観た映画の感想です。音楽と小説のこともたまに。

子供はわかってあげない(2020)

スピッツのニューアルバムリリース記念に観ました!
元々これの原作漫画がめちゃくちゃ好きだったので気になりみと原作を越えられないでしょみの間で揺れてたんですが、結果的には観て良かったです。


高校の水泳部の朔田美波は、同級生で書道家の門司くんが絵を描いているのを見つける。オタク趣味を通して門司くんと親しくなった美波は、探偵だという門司くんの(元)お兄さんに幼い頃に母と離婚した実父を探して欲しいと頼み......。

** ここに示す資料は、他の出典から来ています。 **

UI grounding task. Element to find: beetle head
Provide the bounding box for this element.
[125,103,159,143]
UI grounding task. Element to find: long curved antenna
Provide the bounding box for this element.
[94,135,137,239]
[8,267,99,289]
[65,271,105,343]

原作の好きなところは、ゆる〜いギャグ、かわいくて悪い奴が出てこないキャラクターの魅力、甘酸っぱい青春、あたりでしたが、実写映画の本作ではキャラの魅力は踏襲しつつ、ギャグや甘酸っぱさはやや抑えめでその分「家族」というテーマを押し出し、原作とはまた違った良さを作り出していました。原作の主人公は「サクタさん」で、映画版の主人公は「美波」という感じ。

『魔法左官少女バッファローKOTEKO』という作中作のアニメから物語が始まるんですが(この作中作の声優も豪華!)、主人公の上白石萌歌こと美波と育ての父親とが仲良く主題歌で踊るシーンからしてもうめちゃくちゃ可愛くて、ぬるっと引き込まれてしまいます。
とにかくキャラがもう、全員超可愛いんだよね。主役の美波や門司くんはもちろん、美波の両親も実父もアニキも仁子ちゃんも高橋源一郎も全員可愛い。てかそう、古本屋の役で高橋源一郎が出ててびっくり。私、高橋源一郎の顔のファンなので(新書はいくつか読んだけど小説はほとんど読んでない......)、高橋源一郎が棒読みで頑張って演技してるの観れただけでもう愛おしくて泣きそうになってしまいました。

原作にないシーンとかが意外といんしょうてきではありつつ、全体の流れはだいたい原作通りではあり、原作で悶死させられたクライマックス(?)の屋上のシーンは映画でもちゃんとのたうち回らされました。あれはいいものですね。
まぁとにかく、嫌な人は出てこず嫌なことは全く起こらない100%優しさで出来ているような作品で、たまにこういうの観ると心が浄化されて邪念の塊の私などは消えてしまいそうになりますね。